As mentioned before, the original Vocabuleaper game had a sparse selection of power-ups to enhance the gameplay. With WordLeap, Todd decided to add a few more to introduce some wrinkles into the proceedings. There are now obstacles as well, which serve to impede your progress as you lurch toward enlightenment. These obstacles increase with frequency in the later levels so that you don't get overwhelmed when you first start out.

Health Box
The health box returns the player to 100% health. This power-up is extremely useful when the countdown gets close to zero. It makes sense to leave this one on the board until you're close to running out of time.
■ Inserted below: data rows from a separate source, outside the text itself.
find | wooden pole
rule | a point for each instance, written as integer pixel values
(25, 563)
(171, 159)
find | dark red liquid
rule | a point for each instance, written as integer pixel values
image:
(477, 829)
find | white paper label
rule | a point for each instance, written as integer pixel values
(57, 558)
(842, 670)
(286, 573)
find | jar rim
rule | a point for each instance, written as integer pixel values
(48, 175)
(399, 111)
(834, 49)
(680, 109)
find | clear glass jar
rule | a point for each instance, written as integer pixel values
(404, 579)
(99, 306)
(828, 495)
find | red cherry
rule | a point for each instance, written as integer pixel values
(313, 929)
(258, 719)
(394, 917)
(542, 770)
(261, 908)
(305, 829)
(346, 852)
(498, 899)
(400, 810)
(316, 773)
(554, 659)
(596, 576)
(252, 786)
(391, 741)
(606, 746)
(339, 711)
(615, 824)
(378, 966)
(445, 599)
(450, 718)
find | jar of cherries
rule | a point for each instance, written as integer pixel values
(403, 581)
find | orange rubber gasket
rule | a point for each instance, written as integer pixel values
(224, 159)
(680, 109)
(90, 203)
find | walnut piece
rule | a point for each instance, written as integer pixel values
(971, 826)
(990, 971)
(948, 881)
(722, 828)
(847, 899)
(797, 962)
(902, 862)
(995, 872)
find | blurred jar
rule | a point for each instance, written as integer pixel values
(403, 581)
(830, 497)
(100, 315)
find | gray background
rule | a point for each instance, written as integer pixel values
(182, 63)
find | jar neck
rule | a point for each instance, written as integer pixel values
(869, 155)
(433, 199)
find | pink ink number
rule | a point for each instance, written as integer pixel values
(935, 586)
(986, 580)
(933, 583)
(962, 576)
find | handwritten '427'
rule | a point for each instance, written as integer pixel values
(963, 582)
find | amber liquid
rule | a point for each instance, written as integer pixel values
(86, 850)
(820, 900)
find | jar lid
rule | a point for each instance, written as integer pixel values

I'm mixing metaphors here, as far as time and health. Todd and I never really decided what the vertical bar should represent. I'd say it could be both. Since the whole game takes place in WordLeap guy's mind, the amount of time he has remaining before losing his concentration and returning to reality could be considered "health" in some sense. Obviously, it's not an ironclad explanation, but it works for me.

Hourglass
The hourglass pauses the countdown timer until the current word is completed. This gives you a little bit of extra time to build a higher-scoring word. 

The Guru
You rang?
By grabbing the light bulb, WordLeap guy temporarily gains the enlightenment of his mentor, The Guru, allowing him to leap to any letter on the board and form nice, lengthy words. This comes in handy when time is running low.

Lasers
What would a video game be without a laser popping up at some point? The lasers fly across a single row or column and will take away a small amount of health if they hit the protagonist. The "!" icon appears, along with the tiles of the affected row/column turning red, to warn the player that a laser is coming

Bombs
When a bomb lands on the board, you'll have to move to a tile beyond its blast radius to keep from getting hit. The blast radius is helpfully highlighted by red tiles. When the bomb blows up, the letters that get hit by the blast are randomized, throwing another wrench into things.

Spikes
I think these are a nice addition to the game. These only appear in the later stages of the game. Once a spike lands on a tile, if you try to leap on that tile, you'll get poked and lose some health. The spikes remain on the board indefinitely once they've landed (unless you hit one, in which case it turns into an empty tile). This means there are that many fewer letters to work with for WordLeap guy, ramping up the difficulty as he closes in on his ultimate goal.

Part 6 - Closing Thoughts

This has been an extremely detailed look at what went into the development of WordLeap, but it's by no means a complete look. I didn't discuss the profile system or the leaderboards, for instance. I also didn't delve into the coding aspects behind some of the decisions made in the game, since Todd is the one handling that aspect of things. At some point in the future, he might add some thoughts on that.

I think it's a solid, fun game that should please anyone who enjoys words. I really hope whoever plays it gets a kick out of it. That will make all the time we've put into the project well worth it.